Benefits Of Yield Farming
Profit using stable coins
Generally speaking, investing using stablecoins is less risky as they are pegged to real-world assets with minimal fluctuation. However, there is a chance users can make a profit from stablecoins if they have funds in several liquidity pools.
Use Of Token Rewards
Investors can earn higher yields by continuously exchanging reward tokens on several DeFi platforms at once.
Income can be earned from cryptocurrency that has been left unnoticed in an E-wallet as it gains interest over time. Think of it as finding money in an old jacket you haven’t worn for a while.
Disadvantages of Yield Farming
Investors must keep an eye on their assets at all times, which can be tedious as they fluctuate constantly.

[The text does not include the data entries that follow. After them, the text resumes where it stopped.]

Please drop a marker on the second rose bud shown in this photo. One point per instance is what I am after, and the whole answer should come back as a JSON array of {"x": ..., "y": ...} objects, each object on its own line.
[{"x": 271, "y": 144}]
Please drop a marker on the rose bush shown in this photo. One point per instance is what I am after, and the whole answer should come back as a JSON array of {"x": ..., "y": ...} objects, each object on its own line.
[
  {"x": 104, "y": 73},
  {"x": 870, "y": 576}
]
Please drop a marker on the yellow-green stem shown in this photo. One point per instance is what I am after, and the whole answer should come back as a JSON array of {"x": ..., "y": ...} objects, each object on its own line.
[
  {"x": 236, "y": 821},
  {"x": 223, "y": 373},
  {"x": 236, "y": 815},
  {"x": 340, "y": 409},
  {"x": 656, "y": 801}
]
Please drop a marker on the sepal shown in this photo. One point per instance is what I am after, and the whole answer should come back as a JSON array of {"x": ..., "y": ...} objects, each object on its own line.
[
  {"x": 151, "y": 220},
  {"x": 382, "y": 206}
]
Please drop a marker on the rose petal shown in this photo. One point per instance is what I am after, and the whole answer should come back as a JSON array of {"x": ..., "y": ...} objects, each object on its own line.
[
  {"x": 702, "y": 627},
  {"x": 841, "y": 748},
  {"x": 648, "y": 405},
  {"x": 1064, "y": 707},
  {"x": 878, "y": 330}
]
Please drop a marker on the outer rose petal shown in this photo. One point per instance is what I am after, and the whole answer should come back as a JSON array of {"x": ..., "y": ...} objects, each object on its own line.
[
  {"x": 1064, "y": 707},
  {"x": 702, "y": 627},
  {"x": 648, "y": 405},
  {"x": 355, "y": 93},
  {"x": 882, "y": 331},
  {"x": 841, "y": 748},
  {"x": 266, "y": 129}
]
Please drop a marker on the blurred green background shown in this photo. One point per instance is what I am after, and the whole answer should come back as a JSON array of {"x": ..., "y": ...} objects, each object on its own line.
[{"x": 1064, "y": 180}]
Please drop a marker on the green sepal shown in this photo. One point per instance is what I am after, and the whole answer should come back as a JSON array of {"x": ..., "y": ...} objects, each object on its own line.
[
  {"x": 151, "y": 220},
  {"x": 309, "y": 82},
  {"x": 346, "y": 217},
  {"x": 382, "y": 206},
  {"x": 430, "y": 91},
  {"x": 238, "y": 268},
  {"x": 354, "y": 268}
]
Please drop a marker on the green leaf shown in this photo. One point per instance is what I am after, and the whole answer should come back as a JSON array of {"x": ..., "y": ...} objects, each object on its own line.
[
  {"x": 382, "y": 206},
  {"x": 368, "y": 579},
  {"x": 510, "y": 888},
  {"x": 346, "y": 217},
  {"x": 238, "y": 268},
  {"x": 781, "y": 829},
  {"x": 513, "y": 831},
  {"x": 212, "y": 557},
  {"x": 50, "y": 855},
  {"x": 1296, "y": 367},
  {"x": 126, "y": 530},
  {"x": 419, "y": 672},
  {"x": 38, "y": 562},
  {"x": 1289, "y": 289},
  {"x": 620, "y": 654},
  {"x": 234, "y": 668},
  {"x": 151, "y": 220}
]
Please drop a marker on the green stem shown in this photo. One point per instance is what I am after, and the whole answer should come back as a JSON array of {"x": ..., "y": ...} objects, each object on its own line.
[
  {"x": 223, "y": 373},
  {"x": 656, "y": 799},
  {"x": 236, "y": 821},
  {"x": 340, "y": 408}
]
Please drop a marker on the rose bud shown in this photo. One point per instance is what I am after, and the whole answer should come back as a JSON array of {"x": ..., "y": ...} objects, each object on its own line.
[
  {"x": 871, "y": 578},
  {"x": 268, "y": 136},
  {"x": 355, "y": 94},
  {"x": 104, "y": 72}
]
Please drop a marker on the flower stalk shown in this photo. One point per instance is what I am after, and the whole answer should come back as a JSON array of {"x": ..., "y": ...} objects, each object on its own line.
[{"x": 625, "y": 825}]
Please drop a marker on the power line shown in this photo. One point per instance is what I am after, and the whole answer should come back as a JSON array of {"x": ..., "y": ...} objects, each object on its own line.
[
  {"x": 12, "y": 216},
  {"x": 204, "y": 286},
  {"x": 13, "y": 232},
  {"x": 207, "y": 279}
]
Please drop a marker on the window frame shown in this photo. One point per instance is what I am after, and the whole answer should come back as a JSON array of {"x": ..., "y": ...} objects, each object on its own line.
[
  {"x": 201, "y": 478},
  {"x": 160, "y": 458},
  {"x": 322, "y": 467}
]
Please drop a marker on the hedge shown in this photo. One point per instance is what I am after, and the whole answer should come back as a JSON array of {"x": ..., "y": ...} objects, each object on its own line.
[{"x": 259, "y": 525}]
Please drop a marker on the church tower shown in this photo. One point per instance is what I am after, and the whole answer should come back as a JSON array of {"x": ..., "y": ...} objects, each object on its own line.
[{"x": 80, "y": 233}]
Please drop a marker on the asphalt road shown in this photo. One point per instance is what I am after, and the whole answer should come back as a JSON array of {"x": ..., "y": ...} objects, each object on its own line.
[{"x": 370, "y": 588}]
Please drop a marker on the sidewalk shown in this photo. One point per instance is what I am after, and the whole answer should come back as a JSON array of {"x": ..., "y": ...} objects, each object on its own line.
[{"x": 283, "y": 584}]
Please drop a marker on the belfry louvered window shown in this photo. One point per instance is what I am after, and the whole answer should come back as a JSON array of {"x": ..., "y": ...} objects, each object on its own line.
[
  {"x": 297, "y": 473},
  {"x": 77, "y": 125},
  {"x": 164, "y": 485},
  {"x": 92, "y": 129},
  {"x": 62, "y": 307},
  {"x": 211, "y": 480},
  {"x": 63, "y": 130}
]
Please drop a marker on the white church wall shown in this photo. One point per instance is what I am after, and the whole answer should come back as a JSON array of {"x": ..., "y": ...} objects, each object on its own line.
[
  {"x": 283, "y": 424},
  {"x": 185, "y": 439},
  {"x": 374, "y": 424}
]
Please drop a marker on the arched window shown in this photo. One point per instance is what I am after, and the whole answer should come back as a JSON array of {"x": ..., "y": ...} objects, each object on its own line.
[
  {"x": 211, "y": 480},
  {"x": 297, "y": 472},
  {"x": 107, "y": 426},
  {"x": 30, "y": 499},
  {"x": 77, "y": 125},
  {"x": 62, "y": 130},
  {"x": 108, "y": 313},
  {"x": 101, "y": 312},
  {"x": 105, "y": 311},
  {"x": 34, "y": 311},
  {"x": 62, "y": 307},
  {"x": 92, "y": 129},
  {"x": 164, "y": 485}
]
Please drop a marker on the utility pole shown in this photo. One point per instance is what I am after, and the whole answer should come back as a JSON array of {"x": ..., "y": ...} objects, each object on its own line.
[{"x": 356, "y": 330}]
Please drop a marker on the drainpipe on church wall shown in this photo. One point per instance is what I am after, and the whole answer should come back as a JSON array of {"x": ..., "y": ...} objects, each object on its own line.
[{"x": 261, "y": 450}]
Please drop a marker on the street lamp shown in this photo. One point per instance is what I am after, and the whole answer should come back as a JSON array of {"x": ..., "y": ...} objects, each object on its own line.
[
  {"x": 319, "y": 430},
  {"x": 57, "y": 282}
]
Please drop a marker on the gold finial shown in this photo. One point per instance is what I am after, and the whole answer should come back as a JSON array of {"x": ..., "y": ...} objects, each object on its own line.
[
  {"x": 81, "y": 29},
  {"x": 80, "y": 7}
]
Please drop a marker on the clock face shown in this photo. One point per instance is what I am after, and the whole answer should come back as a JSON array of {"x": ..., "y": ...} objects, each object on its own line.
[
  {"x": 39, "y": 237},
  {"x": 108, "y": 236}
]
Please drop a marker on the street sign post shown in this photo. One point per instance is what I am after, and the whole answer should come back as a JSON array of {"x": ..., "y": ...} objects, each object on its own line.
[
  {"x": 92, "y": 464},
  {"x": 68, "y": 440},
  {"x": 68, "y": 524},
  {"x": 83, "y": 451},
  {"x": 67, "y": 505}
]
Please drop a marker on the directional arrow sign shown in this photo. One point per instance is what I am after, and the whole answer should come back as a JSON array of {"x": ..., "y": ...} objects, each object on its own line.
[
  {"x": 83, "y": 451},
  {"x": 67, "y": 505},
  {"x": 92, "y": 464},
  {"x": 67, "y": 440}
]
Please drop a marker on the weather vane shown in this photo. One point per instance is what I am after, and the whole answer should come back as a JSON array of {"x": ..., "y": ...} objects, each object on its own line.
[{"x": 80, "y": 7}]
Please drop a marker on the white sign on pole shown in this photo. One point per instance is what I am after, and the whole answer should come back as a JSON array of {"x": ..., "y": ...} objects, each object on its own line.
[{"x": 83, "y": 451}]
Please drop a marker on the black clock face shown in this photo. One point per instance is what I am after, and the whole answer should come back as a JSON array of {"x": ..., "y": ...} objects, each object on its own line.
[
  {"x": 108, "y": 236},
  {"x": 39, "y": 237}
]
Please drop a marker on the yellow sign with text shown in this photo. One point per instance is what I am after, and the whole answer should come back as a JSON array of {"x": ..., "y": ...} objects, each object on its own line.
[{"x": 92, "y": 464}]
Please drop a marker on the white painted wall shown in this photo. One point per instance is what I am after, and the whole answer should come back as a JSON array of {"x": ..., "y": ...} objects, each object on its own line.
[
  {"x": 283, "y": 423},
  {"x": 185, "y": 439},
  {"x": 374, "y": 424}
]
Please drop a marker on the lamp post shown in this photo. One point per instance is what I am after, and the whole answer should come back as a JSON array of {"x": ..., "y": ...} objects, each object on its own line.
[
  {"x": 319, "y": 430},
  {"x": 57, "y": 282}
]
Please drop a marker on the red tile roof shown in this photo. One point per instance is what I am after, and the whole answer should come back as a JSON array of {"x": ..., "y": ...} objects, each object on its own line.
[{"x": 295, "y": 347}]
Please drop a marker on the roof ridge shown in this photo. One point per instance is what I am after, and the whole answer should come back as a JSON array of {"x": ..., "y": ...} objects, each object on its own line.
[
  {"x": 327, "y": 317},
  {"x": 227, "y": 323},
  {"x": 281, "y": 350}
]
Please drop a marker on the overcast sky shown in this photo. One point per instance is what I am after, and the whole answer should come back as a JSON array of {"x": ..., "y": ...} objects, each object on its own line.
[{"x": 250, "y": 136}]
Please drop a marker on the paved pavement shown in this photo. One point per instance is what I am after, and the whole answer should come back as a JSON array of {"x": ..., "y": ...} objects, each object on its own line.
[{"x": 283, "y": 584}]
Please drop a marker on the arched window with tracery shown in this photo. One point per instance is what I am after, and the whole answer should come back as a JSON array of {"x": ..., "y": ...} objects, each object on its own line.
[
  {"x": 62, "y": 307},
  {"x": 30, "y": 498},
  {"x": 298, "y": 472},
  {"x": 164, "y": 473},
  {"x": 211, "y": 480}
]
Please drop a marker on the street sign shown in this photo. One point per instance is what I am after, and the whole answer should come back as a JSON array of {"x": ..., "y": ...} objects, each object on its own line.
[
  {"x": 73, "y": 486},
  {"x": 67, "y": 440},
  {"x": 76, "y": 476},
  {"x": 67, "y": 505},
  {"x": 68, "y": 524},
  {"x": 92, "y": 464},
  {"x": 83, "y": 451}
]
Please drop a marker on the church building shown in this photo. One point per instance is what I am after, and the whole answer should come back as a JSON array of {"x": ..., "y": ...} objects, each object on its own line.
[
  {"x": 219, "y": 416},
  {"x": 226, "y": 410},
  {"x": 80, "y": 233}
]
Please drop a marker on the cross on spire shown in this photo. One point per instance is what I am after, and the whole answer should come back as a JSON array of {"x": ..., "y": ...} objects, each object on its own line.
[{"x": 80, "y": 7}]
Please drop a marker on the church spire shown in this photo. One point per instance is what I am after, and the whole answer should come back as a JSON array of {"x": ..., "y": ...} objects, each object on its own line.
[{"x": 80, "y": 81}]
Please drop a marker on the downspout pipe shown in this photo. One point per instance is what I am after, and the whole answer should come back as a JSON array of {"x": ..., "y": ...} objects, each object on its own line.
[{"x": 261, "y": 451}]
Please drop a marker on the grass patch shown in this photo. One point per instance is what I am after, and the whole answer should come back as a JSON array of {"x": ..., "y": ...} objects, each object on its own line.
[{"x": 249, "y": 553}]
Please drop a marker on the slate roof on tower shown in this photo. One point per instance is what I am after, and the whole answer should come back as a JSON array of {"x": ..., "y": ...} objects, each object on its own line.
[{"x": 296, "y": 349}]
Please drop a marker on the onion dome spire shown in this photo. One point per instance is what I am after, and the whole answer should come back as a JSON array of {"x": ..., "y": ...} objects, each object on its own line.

Investments can be risky, even more so in the world of cryptocurrency. Therefore, each investment must be thoroughly researched before any contract is signed.
DeFi platforms haven’t been around too long and are therefore not as safe as traditional financial institutions. Therefore, there is always the chance of a cyberattack that could lead to severe financial loss.
How To Get Started With Yield Farming
First of all, it is good to get to grips with the pros and cons of yield farming before diving in. This way, you are aware of the potential risks involved.
The next step is to select a suitable DeFi yield farming platform. Once you have got to grips with yield farming, you can always use more than one platform for yield farming. However, at this stage, it is best to stick with one.
Now you are ready to choose your cryptocurrency. It is best to stick with popular choices such as ETH or BTC as these are widely used.
After you have chosen your currency, it is time to download a wallet. The most popular wallets include Wallet by Coinbase, Argent, Metamask, and Trustwallet. Keep the details of this wallet safe as you never know when you might need them.
The last step is to transfer your cryptocurrency into the wallet before heading over to the dApp section, where you can now begin farming.
Decentralized Finance (DeFi) is a popular platform that enables users to trade, invest and send currency globally. The beauty of DeFi is that anybody can use it without the need for tedious form filling and lengthy background or credit checks.
If you consider using a DeFi platform, it is essential to weigh up the advantages and disadvantages before lending or investing in currency.